Of course, defenders of the modern (mis)use of the term “atom” will point to the notion of “semantic change” — essentially, the Alice in Wonderland (Orwellian?) notion that if a large enough group (mis)uses a specific word in a specific way, that trumps etymology/whatever context the term was initially ‘stolen” from, etc.
This has always bothered me: the notion of (mis)using terms to refer to what is essentially an antonym (the self-evident absurdity of “splitting” the “un-splittable”, etc.)
Don’t misunderstand me: I get why this happens: people (mis)use words in whichever way they were initially indoctrinated to (mis)use them. Thus, we get the “periodical table of elements” (ignoring the fact that the notion of “elements” was originated to refer to four specific — well, you can’t even call them “substances”. Earth/air/Fire/Water — which modern physics classify as follows:
“Earth” is essentially a “catch-all” term for any number of geological -related stuff: rocks/dirt, etc.
“Air” is a “mxture”
Water is a “compound”.
Fire is a “chemical reaction”
I bring this up because it is directly related to my earlier post about how people in “religious” discussions failing to explicitly define their terms at the outset.
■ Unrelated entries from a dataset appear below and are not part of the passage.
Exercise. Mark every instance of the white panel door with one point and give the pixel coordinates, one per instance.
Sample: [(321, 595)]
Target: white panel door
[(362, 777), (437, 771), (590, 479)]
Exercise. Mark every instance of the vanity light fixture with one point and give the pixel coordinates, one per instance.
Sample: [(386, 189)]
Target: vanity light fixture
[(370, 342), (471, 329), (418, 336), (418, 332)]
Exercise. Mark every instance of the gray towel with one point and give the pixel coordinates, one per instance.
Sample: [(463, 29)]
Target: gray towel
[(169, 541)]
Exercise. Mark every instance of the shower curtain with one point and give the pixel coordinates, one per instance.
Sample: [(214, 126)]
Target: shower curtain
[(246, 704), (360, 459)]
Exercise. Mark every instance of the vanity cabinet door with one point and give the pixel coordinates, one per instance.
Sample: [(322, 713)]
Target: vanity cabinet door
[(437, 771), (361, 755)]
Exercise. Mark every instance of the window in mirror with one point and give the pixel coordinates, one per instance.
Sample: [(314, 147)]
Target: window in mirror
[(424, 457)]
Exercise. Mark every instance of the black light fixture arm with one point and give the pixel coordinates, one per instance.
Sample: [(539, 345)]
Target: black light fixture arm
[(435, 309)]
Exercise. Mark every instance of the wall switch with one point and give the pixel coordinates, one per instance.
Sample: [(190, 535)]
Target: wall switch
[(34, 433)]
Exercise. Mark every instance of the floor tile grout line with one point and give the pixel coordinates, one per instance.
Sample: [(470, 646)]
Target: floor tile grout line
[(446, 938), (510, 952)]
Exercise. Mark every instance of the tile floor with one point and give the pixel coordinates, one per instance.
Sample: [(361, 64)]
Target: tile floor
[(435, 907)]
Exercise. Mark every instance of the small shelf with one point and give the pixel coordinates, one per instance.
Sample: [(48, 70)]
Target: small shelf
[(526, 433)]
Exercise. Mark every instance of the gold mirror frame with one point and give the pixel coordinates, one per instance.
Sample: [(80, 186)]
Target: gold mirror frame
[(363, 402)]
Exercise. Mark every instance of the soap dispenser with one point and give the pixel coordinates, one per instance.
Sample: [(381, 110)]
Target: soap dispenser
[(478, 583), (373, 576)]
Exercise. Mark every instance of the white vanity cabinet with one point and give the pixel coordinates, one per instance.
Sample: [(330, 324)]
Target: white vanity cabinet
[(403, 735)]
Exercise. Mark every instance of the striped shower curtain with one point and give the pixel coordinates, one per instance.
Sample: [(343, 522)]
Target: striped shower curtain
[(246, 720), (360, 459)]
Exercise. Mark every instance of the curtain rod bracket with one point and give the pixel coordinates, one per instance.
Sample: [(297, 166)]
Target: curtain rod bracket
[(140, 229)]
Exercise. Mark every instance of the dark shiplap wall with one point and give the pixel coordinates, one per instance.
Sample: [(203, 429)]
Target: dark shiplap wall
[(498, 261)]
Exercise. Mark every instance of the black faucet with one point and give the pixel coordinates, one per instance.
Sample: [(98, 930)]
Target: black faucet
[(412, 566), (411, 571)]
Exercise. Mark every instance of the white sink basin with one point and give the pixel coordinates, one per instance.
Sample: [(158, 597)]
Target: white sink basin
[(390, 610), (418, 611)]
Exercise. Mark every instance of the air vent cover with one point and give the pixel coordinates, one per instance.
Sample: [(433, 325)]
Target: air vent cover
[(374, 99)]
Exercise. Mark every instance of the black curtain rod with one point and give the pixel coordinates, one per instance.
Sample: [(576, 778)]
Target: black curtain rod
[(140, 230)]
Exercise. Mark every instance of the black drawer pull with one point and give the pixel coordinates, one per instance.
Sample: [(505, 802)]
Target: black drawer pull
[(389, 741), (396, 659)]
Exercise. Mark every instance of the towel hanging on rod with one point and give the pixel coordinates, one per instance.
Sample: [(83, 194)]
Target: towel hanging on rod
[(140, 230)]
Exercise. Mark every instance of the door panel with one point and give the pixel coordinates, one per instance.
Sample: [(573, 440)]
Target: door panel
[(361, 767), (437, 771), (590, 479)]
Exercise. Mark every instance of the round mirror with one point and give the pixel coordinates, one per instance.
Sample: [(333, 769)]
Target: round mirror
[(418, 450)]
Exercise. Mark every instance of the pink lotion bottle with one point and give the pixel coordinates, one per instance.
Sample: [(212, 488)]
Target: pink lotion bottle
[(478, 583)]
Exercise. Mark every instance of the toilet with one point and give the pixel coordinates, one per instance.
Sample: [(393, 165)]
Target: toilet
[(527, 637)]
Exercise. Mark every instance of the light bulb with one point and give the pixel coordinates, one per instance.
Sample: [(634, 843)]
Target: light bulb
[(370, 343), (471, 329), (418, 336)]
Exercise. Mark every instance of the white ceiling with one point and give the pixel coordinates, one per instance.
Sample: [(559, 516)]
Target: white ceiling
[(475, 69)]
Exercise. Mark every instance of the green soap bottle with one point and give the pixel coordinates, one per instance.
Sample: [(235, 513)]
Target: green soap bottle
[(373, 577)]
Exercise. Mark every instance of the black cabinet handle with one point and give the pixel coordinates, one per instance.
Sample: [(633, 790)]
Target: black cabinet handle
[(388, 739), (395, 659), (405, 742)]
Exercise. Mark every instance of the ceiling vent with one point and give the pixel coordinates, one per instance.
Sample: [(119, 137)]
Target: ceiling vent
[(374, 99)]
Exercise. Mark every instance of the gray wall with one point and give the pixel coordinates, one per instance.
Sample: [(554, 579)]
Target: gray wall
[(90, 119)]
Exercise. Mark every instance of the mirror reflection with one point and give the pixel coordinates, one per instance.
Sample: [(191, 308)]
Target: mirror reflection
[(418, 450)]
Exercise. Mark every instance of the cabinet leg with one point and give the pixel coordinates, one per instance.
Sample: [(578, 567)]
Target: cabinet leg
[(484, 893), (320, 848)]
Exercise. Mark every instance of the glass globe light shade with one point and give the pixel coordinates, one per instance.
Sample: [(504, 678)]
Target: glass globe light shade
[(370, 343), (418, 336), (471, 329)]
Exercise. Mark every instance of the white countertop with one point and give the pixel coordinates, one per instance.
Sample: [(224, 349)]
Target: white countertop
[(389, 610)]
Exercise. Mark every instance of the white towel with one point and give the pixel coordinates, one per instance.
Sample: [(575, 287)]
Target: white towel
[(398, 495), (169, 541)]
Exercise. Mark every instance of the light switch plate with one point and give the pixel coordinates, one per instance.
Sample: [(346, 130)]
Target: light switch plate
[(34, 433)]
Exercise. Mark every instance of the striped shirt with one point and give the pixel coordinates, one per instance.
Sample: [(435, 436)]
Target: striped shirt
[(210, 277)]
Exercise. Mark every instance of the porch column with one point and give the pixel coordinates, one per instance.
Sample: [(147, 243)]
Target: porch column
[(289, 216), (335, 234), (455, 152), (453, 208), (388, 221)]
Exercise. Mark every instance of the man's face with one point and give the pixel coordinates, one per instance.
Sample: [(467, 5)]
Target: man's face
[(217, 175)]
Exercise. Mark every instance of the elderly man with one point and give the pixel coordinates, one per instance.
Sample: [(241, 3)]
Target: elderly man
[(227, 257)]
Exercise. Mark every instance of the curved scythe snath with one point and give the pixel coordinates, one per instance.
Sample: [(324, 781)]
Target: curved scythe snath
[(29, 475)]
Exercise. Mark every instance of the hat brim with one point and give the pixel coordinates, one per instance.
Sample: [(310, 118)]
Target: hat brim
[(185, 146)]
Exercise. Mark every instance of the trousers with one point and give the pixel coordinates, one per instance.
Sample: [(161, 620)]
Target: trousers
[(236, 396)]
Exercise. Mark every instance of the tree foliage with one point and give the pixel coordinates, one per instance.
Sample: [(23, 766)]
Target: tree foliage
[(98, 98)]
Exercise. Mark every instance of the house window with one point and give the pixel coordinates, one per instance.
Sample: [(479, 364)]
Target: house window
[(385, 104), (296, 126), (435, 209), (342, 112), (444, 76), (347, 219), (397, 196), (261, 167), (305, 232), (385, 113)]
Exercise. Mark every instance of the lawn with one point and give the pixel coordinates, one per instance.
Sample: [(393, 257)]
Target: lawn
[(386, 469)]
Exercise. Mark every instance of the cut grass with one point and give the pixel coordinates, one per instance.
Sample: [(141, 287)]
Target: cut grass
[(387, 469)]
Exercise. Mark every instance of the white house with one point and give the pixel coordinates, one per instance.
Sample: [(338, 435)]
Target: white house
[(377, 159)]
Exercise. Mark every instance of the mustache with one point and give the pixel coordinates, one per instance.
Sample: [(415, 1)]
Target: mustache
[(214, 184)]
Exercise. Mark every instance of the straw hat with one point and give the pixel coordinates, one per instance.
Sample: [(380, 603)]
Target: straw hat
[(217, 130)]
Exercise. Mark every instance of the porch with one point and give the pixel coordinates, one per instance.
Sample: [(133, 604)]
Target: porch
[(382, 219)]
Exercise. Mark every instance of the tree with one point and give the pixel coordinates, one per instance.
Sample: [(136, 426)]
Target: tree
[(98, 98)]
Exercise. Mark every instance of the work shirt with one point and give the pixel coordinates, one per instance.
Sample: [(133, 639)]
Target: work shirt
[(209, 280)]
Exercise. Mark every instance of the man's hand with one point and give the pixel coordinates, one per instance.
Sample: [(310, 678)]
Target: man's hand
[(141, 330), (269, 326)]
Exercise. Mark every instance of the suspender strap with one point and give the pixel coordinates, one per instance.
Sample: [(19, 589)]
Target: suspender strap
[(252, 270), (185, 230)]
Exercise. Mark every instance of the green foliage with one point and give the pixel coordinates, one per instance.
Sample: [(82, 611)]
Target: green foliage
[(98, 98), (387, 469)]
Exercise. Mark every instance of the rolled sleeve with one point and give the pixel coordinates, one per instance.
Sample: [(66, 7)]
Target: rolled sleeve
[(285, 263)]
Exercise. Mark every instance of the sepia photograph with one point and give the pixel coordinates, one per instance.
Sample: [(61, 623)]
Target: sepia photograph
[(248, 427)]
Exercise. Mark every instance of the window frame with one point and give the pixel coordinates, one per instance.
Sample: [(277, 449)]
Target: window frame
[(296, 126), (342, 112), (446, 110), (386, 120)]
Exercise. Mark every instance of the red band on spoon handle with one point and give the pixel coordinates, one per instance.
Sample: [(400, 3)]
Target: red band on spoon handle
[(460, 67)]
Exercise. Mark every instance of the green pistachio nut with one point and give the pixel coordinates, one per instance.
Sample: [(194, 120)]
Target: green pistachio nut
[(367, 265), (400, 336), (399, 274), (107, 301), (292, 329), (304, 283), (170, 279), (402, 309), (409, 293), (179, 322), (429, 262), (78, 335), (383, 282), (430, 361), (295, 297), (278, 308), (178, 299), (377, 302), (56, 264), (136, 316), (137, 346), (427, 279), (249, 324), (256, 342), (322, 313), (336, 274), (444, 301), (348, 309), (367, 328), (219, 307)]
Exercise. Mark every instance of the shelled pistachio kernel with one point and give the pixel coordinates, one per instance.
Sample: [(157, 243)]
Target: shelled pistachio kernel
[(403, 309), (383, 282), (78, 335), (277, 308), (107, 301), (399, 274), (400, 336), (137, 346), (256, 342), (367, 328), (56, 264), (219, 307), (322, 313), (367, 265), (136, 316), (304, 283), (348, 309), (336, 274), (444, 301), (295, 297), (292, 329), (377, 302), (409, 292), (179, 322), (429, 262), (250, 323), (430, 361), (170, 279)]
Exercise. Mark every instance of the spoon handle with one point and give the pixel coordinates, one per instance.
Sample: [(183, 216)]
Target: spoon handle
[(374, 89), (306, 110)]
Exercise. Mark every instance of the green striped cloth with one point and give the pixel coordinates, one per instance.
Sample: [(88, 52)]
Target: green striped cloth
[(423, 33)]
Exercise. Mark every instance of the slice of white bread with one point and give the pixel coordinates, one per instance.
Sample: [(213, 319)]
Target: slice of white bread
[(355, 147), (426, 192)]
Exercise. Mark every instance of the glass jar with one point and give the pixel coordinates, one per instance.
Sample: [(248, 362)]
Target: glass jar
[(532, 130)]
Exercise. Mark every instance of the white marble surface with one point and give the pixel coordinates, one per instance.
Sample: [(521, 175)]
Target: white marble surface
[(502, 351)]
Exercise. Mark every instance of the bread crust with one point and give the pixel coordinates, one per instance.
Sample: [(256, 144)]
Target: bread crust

Now, I understand that such notions as “splitting the atom” and talking about the “Sub-atomic” etc. are entrenched to the point where the only thing that would change current practice would the the onset of a future dark-age. I get it.
I just can’t help wondering why the (mis)use of the term “atom” to refer to something which is neither “indivisible” NOR even “elementary” (in Democritus’ sense of the term) doesn’t bother physicists.